A host may connect to a server that supports the Character Generator Protocol on either Transmission Control Protocol (TCP) or User Datagram Protocol (UDP) port number 19. Upon opening a TCP connection, the server starts sending arbitrary characters to the connecting host and continues until the host closes the connection. In the UDP implementation of the protocol, the server sends a UDP datagram containing a random number (between 0 and 512) of characters every time it receives a datagram from the connecting host. Any data received by the server is discarded.

Abuse

The service was used maliciously to crash MS DNS servers running Microsoft Windows NT 4.0 by piping the arbitrary characters straight into the DNS server listening port (telnet ntbox 19 | telnet ntbox 53).[1] However, the attack was presumably a symptom of improper buffer management on the part of Microsoft's DNS service and not directly related to the CHARGEN service.[citation needed]

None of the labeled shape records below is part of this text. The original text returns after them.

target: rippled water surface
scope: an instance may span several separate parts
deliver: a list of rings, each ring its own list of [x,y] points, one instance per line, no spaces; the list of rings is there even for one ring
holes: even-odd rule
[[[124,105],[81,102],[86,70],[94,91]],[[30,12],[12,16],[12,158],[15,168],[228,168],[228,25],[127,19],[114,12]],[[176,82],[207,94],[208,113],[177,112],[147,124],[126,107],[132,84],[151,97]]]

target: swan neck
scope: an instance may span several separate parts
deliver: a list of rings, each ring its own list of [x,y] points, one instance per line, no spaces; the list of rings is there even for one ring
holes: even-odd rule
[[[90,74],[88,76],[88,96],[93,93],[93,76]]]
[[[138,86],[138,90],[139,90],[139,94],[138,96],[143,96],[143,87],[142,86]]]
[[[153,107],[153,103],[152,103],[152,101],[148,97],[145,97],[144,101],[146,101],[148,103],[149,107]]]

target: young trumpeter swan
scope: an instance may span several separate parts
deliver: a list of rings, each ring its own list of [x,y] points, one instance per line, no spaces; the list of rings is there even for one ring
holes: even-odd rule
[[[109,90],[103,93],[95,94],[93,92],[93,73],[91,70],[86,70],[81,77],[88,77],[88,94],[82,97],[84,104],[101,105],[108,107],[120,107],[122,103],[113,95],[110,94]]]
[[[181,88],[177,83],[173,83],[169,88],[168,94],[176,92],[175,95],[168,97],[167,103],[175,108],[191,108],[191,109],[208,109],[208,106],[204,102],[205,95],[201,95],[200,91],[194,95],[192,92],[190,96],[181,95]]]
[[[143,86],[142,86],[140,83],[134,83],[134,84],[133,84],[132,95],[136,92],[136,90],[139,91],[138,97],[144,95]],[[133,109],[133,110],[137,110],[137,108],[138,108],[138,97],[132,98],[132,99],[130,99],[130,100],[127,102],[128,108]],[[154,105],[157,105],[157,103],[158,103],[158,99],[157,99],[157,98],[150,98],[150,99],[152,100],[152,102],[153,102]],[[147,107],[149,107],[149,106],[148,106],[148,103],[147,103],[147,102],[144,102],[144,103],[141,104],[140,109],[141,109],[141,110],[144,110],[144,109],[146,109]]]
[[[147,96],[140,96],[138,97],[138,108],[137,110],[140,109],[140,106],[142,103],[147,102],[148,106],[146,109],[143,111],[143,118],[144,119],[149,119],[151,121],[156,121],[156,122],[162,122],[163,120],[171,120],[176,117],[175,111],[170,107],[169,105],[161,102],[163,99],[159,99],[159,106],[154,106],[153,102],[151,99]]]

UDP CHARGEN is commonly used in denial of service attacks. By using a fake source address the attacker can send bounce traffic off a UDP CHARGEN application to the victim. UDP CHARGEN sends 200 to 1,000 times more data than it receives, depending upon the implementation. This "traffic multiplication" is also attractive to an attacker because it obscures the attacker's IP address from the victim.

CHARGEN was widely implemented on network-connected printers. As printer firmware was rarely updated on older models before CHARGEN and other security concerns were known, there may still be many network-connected printers which implement the protocol. Where these are visible to the Internet, they are invariably misused as denial of service vectors. Potential attackers often scan networks looking for UDP port 19 CHARGEN sources.

So notorious is the availability of CHARGEN in printers that some distributed denial of service trojans now use UDP port 19 for their attack traffic. The supposed aim is to throw investigators off the track; to have them looking for old printers rather than subverted computers.